I am using Dr.Nic's Composite Primary Keys for rails (http://compositekeys.rubyforge.org/)
In the examples he has has_many and belongs_to relation, but not has_and_belongs_to_many
My association works good going from books to genres (books has a composite primery key of title and author), but genre to books tries to query the column book_id which doesn't exist in the join table, and raises an error.
class Book < ActiveRecord::Base
self.primary_keys = :title, :author
has_and_belongs_to_many :genres, foreign_key: [:title, :author]
end
class Genre < ActiveRecord::Base
has_and_belongs_to_many :books, foreign_key: [:title, :author]
end
Edit: I also got it to work using :association_foreign_key
option on the Genre model
class Genre < ActiveRecord::Base
has_and_belongs_to_many :books, association_foreign_key: [:title, :author]
end
According to the Ruby on Rails Style Guide :
Prefer has_many :through to has_and_belongs_to_many.

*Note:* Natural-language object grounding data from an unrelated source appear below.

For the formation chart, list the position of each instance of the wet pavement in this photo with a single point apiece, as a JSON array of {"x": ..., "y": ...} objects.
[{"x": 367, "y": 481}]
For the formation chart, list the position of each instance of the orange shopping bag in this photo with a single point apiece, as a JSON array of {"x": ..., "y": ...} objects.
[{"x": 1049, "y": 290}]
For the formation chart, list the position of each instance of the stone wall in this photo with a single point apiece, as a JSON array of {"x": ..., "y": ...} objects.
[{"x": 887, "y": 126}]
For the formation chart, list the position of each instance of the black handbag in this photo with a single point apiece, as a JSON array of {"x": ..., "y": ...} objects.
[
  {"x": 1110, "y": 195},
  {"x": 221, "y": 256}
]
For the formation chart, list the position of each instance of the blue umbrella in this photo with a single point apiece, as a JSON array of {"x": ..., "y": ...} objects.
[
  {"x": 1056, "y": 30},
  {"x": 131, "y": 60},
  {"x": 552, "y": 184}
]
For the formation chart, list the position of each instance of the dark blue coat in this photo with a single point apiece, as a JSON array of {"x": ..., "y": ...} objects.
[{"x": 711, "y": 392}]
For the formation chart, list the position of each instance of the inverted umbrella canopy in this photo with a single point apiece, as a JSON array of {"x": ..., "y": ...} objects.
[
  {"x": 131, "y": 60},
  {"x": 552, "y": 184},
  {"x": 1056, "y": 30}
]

Using has_many :through allows additional attributes and validations on the join model.
This would solve your problem: You would have only has_many and belongs_to relations, no HABTM ;)
In your case:
class Book < ActiveRecord::Base
self.primary_keys = :title, :author
has_many :book_genre_relations
has_many :genres, through: :book_genre_relations
end
class Genre < ActiveRecord::Base
has_many :book_genre_relations
has_many :books, through: :book_genre_relations
end
class BookGenreRelation < ActiveRecord::Base # Sorry but couldn't find a better name...
belongs_to :book
belongs_to :genre
end
You may have to change the typo for the foreign_key, I'm not familiar with Composite Primary Keys.